Hayranlıkla izlediği, yıllardır yalnızca fotoğraflar ve videolardan ibaret mimariyi bir de kendi gözleriyle görüyor olmaktan memnundu. Şehirde üçüncü günleriydi. İlk gün yorgun bedenlerini saat farkının gazabından kurtaramamış, otel odasından dışarı adım atamadan sürekli uyumuşlardı. İkinci günleri ise bol bol keşifle geçmişti. Yorgunlardı, bu yalnızca uçuş ve saat farkından değil öncesinde yaşadıkları çalışma temposundan da kaynaklanıyordu. Üniversiteyi bitirdiklerinden beri sürekli çalışmaya odaklanmışlardı. Arada ayrı ayrı gittikleri yerler, aile ziyaretleri ve şehirdeki gece çıkmaları yorgunluğu atlatmaya yetmemişti hiçbir zaman. Şimdiyse her şeyden uzakta, evleri kıtaların ötesinde kalmışken ve koca şehirde yalnızca ikisi beraberken Jimin bir ütopyaya gelmiş gibi hissediyordu. Yalnızca Taehyung vardı, elini sıkıca kavrayıp ona nehirdeki tekne evlerini gösteren sevgilisi.

"Jim, biz de yapsak mı acaba şöyle bir çılgınlık?" Eh, buraya geldiğinde içindeki tekdüzeliği yitirivermişti.

"Aşkım, ne yapacağız biz burada?" Uzun boylu omuz silkti.

"Güzel duruyorlar. Hem sen suyu çok seversin, düşünsene sabah nehre gözlerini açtığını. Güzel olmaz mıydı?"

Onun söylediğini hayal edebiliyordu. Ancak Kore'deki tüm hayatını bırakma ihtimali anlık bir fikirle bile olsa tereddüde düşürdü Jimin'i. Taehyung ciddi olabilirdi, onu çok iyi tanıması şu anki cümlesinin ciddiyetini anlamasını sağlayamıyordu. Çıkmaya başladıklarından beri Taehyung'un birçok hayali büyük ölçüde şekil değiştirmişti. Bu öylesine bir hayal değil de koca bir hayat planıysa bunun üzerine fazlasıyla düşünmesi gerekecekti.

"Ciddi misin sen? Güzel olurdu evet ama yalnızca hayal kuruyoruz, değil mi?" Taehyung kaşlarını kaldırdı.

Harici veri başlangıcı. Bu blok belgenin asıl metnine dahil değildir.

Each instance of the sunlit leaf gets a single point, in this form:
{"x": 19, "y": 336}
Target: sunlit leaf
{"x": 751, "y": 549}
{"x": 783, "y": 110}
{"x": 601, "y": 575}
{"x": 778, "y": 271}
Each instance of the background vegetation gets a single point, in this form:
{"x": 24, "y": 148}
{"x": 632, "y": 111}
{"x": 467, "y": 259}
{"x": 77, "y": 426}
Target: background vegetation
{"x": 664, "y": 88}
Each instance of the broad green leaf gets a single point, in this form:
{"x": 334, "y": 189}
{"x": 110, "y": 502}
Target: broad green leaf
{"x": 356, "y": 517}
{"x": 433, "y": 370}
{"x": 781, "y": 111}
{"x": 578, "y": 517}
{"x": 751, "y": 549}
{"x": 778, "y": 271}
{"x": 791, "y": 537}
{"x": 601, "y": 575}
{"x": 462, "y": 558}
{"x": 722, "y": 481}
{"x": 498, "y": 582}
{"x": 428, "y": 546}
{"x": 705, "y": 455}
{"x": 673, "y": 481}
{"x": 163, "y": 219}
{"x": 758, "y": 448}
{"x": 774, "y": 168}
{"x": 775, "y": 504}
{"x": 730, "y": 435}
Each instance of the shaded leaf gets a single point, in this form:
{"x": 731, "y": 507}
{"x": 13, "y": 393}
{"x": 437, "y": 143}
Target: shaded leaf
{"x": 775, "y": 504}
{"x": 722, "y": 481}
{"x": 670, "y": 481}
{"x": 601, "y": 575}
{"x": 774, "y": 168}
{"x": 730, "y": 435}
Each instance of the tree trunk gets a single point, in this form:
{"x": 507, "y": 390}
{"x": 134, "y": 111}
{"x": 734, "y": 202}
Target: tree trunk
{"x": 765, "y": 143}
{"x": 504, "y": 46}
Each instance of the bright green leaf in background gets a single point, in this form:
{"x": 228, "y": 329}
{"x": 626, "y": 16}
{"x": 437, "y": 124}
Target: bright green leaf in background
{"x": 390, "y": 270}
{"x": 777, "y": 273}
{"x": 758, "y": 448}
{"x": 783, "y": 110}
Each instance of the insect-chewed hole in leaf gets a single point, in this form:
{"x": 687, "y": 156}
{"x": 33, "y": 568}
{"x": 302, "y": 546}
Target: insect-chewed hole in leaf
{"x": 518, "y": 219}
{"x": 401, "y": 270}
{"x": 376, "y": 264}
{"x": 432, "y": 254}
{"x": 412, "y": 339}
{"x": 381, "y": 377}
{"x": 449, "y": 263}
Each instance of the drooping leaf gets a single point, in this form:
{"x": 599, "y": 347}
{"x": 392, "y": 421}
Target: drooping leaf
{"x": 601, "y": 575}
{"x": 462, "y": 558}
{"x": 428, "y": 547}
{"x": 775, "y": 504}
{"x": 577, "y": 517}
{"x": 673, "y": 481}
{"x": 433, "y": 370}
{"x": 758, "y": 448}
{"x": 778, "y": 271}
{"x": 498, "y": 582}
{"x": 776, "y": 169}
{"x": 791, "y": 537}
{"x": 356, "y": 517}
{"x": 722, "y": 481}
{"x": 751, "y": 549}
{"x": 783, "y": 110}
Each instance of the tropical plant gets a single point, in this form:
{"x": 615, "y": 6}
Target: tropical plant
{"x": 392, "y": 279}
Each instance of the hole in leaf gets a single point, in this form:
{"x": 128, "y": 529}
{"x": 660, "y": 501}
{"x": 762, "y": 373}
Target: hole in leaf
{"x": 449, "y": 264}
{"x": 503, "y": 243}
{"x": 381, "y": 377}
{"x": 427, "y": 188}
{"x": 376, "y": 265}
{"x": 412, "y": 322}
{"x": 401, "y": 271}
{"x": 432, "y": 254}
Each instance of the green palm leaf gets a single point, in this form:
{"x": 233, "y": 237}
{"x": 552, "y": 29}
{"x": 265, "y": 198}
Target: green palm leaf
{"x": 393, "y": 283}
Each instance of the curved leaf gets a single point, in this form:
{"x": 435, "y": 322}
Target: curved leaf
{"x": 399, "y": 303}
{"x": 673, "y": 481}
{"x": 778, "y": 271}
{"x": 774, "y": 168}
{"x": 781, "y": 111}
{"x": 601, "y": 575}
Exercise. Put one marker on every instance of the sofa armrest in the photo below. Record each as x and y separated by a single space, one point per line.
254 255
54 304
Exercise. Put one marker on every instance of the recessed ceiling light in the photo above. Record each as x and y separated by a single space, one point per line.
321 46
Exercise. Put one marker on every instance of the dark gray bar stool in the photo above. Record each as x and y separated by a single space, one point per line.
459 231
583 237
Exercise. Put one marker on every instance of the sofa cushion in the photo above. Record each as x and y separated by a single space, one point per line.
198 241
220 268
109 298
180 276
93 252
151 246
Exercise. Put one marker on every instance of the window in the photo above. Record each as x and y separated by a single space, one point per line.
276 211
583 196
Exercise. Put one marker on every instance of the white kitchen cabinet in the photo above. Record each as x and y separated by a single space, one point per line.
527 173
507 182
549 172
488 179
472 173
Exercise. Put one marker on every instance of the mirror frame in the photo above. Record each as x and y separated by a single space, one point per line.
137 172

"Hayal kuruyoruz ama bu yapamayacağımız anlamına gelmiyor sevgilim. Eğer istersen araştırırız, ister misin?" Kollarını onun boynuna sardı Jimin. Bedeni Taehyung'a yapışıktı.

"Anlamıyorum." diye itiraf etti. "Çıkmaya başladığımızdan beri benimle ilgili kurduğun hayallerde ne derece ciddi olduğunu anlayamıyorum. Bu beni tedirgin ediyor. Ya hiç anlayamazsam?" Dudakları diğerinin dudaklarıyla örtüldü. İçten bir öpücüğün ardından Taehyung burnunu onun burnuna yasladı.

"Bebeğim, benim seninle ilgili ciddi olmayan bir hayalim yok. Bunu anla yeter."

Saat akşama yaklaştığında bir et restoranına girmişlerdi. Taehyung'un itirazlarına rağmen içmekten gocunmayan sevgilisi şimdi çenesini eline yaslamış, yüzünde bir sırıtışla lokmasını çiğneyen adamı izliyordu. Onun bakışlarını fark eden esmer hafifçe gülümsedi.